E-mail List Archives
Thread: Semantics for Indicating Accessible Version of Files
Number of posts in this thread: 16 (In chronological order)
From: Randy Pearson
Date: Tue, Jan 27 2009 9:30AM
Subject: Semantics for Indicating Accessible Version of Files
No previous message | Next message →
Hello,
We are working with a website that has myriad old PDF files that are scanned
PDF images, and obviously not accessible. Over time, we will be adding
accessible alternatives, but also keeping the originals.
Our question is, what is the proper semantic technique for indicating that
one of these files is the accessible version of the other? The site pages
currently list files in an HTML table, with one row per file (columns for
the hyperlinked file, file size, etc.). We can add the accessible file in a
new row right after the scanned file, but how should we indicate the
relationship?
Thanks in advance.
- Randy
From: ben morrison
Date: Tue, Jan 27 2009 9:40AM
Subject: Re: Semantics for Indicating Accessible Version of Files
← Previous message | Next message →
On Tue, Jan 27, 2009 at 4:25 PM, Randy Pearson < = EMAIL ADDRESS REMOVED = > wrote:
> Hello,
>
> We are working with a website that has myriad old PDF files that are scanned
> PDF images, and obviously not accessible. Over time, we will be adding
> accessible alternatives, but also keeping the originals.
>
> Our question is, what is the proper semantic technique for indicating that
> one of these files is the accessible version of the other? The site pages
> currently list files in an HTML table, with one row per file (columns for
> the hyperlinked file, file size, etc.). We can add the accessible file in a
> new row right after the scanned file, but how should we indicate the
> relationship?
Using proper table markup should fix this for you.
Table caption & summary indicating there are possible accessible versions
using table headers and scope to identify columns.
Lots of good info here:
http://www.webaim.org/techniques/tables/
Ben
--
Ben Morrison
From: Patrick H. Lauke
Date: Tue, Jan 27 2009 5:35PM
Subject: Re: Semantics for Indicating Accessible Version of Files
← Previous message | Next message →
Randy Pearson wrote:
> Hello,
>
> We are working with a website that has myriad old PDF files that are scanned
> PDF images, and obviously not accessible. Over time, we will be adding
> accessible alternatives, but also keeping the originals.
>
> Our question is, what is the proper semantic technique for indicating that
> one of these files is the accessible version of the other? The site pages
> currently list files in an HTML table, with one row per file (columns for
> the hyperlinked file, file size, etc.). We can add the accessible file in a
> new row right after the scanned file, but how should we indicate the
> relationship?
Why not simply replace the inaccessible version with the accessible one?

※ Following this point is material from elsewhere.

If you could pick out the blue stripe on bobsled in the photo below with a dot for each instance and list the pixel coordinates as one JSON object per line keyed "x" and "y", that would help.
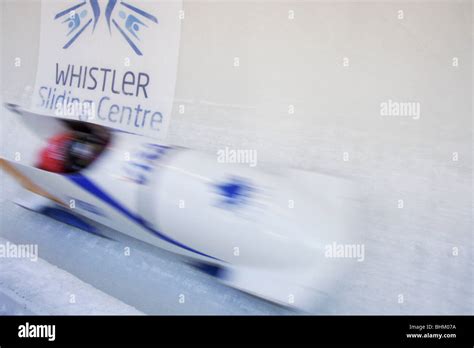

Or is there a significant difference between the two beyond the
accessibility work that was done on them?
P
--
Patrick H. Lauke
From: Randy Pearson
Date: Wed, Jan 28 2009 6:20AM
Subject: Re: Semantics for Indicating Accessible Version of Files
← Previous message | Next message →
Short answer: management decision.
Longer answer: (1) original may have legal implications, (2) original shows signature, (3) concern of whether text translation is 100% accurate, etc.
-rp
From: Moore, Michael
Date: Wed, Jan 28 2009 8:10AM
Subject: Re: Semantics for Indicating Accessible Version of Files
← Previous message | Next message →
How about picture of document and document? <grin/>
From: Cliff Tyllick
Date: Wed, Jan 28 2009 8:50AM
Subject: Re: Semantics for Indicating Accessible Version of Files
← Previous message | Next message →
I commiserate, because I see the same thing coming down the road for my agency.
How about "signed copy" (or "as submitted," if it's something your agency received) and "accessible version"?
If it's a page that lists many such files, how about a properly marked up table, with the two versions in separate columns?
You know what would be a really great answer? To be able to marry the image layer of one PDF with the text layer of another. That way the accessible text layer could be added to the signed image layer, and we could post just one file. But I'm not a programmer, so I have no idea what it would entail to make that possible.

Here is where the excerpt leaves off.